Restorasi Literasi Melalui “Babari”

Sebarkan:
Ummulkhairy M. Dun (doc. Pribadi)

Oleh : Ummulkhairy M. Dun

(Sekretaris Umum KOHATI HMI Cabang Ternate)


Mengenal ‘Iklim Literasi’

Akhir-akhir ini, wilayah Indonesia  bagian Barat didominasi musim kemarau berkepanjangan. Jarang ditemukan fenomena turunnya hujan, sehingga memberikan kesan tidak nyaman pada sebagian orang. Kerinduan pada musim hujan pun mulai dirasakan mereka. Sejak pertengahan tahun ini, 63% wilayah Indonesia telah merasa karib dengan kemarau. Hal itu diutarakan secara eksplisit melalui website kepercayaan masyarakat (www.bmkg.go.id). 

Kehadiran ‘kemarau’ mengharuskan masyarakat bersahabat dengan dia yang cukup mengganggu kesehatan mereka di negeri kepulauan ini. ‘Polusi’ adalah sebutan terkenal padanya sebagai pengganggu kesehatan. Batuk dan sesak nafas oleh masyarakat di sebelah barat negeri ini dipastikan karena pencemaran udara. Panasnya matahari ditambah melonjaknya penggunaan kendaraan menjadi salah satu alasan terkuat mereka mengidap gangguan pada saluran pernapasan.

Kondisi kemarau hingga gangguan saluran pernapasan pada masyarakat dianggap pantas dan layak menjadi sebuah majas atas potret literasi di Indonesia. Literasi dikonotasikan sebagai udara segar yang dicemari oleh ulah ‘malas’ manusia dan berdampak buruk pada pembangunan sumber daya manusia. Tidak mengherankan jika masyarakat Indonesia sering kali kalah saing dengan masyarakat dari negara lain.

Masyarakat Indonesia yang kurang berdaya saing dipengaruhi ragam faktor. Satu dari ragam itu adalah perihal literasi. Bagi sebagian orang, memaknai literasi hanya pada batasan praktik membaca, menulis bahkan berhitung. Membaca seperlunya saat menyelesaikan tugas di bangku sekolah, begitu juga dengan menulis dilakukan atas perintah guru atau dosen, dan berhitung dipraktikkan saat mata pelajaran bidang eksakta dimulai. 

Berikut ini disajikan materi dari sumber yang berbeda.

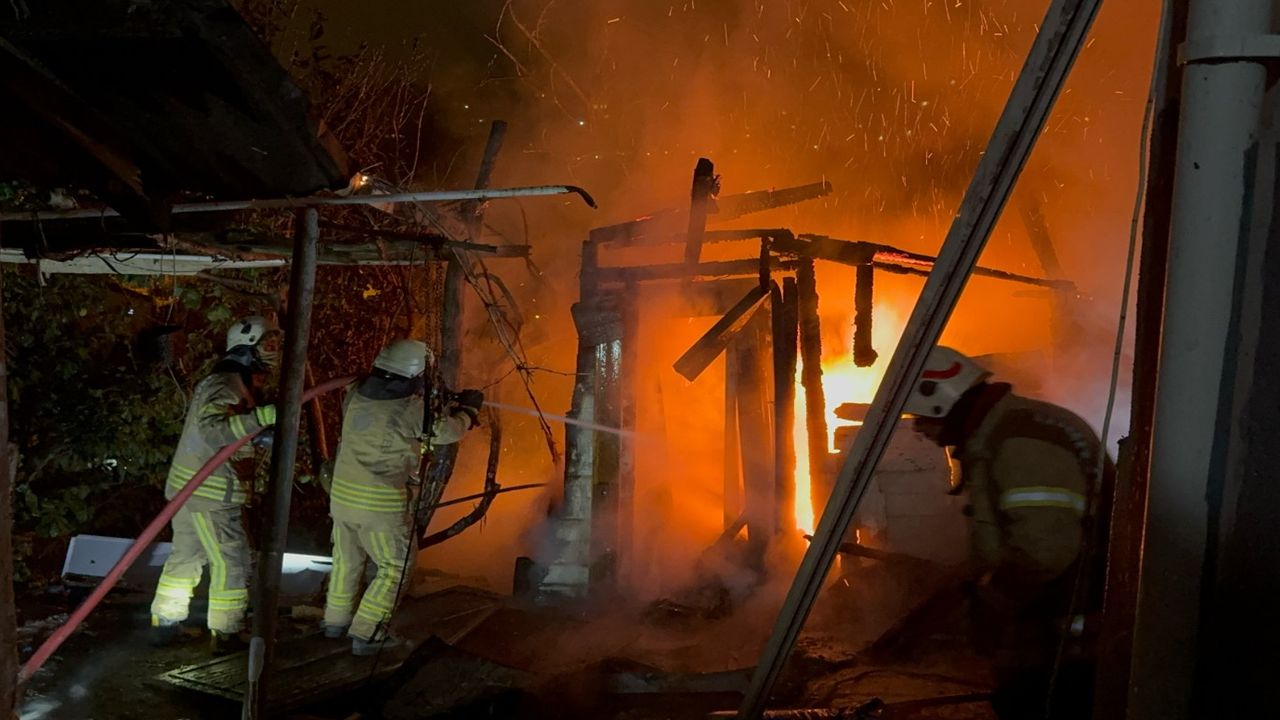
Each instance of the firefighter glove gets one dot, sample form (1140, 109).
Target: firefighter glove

Lantas, dimana letak kesempurnaan kita memaknai term literasi? Secara etimologi, literasi berasal dari Bahasa Latin yaitu dari kata “literatus”. Literatus kemudian diterjemahkan dalam Bahasa Inggris yaitu “a learned person” atau orang yang belajar. Seseorang dikatakan sebagai literatus apabila dia memiliki kemampuan membaca, menulis dan bercakap-cakap dalam Bahasa Latin (Gunarsa, 2006:44). Masih dalam mendefinisikan literasi, menurut Ali Romdhoni literasi berupa kemampuan membaca dan menulis (Romdhoni, 2013: 88). Sehingga dapat dipahami, jika banyak yang menitikberatkan literasi pada perihal membaca dan menulis. Membaca dan menulis selanjutnya berkembang dan menambahkan berhitung sebagai bagian dari literasi pula.

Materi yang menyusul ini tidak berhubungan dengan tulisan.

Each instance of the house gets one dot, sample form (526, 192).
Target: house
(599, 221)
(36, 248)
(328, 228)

Sebuah jurnal ilmiah hasil nukilan Lilik Tahmidaten dan Wawan Krismanto berjudul Permasalahan Budaya Membaca di Indonesia, Studi Pustaka tentang Problematik dan Solusinya(2020) cukup detail menjelaskan makna literasi. Dalam paparan tertulisnya, ditemui makna literasi salah satunya sebagai aktivitas membaca. Baginya, membaca bukan hanya dimaknai serupa dengan kegiatan menerjemahkan lambang secara visual melainkan lebih rumit dari itu. Kerumitan membaca terletak pada proses berpikir dimulai dari pengenalan kata, memahami literal, interpretasi, membaca kritis hingga pada pemahaman kreatif.

Selain membaca, melekat pula pada literasi adalah menulis.  Menulis menjadi bagian dari literasi dan tidak dapat berjauhan dengan proses membaca. Aktivitas menulis tidak hanya sekadar mampu menulis huruf-huruf dalam Bahasa Latin, tetapi berupa proses setelah membaca dan berpikir yang diinterpretasi kembali melalui rangkaian kata (Suyono, 2009:127). Hal tersebut sebagai penegasan bahwa aktivitas menulis berarti merangkai kata atas pemahamannya setelah membaca dan berpikir.

Sama halnya dengan membaca dan menulis, berhitung pada prinsipnya adalah sebuah kemampuan. Kemampuan itu lahir dari proses belajar dan berpikir. Dengan begitu, literasi dapat disebut sebagai proses belajar untuk memperoleh  pengetahuan.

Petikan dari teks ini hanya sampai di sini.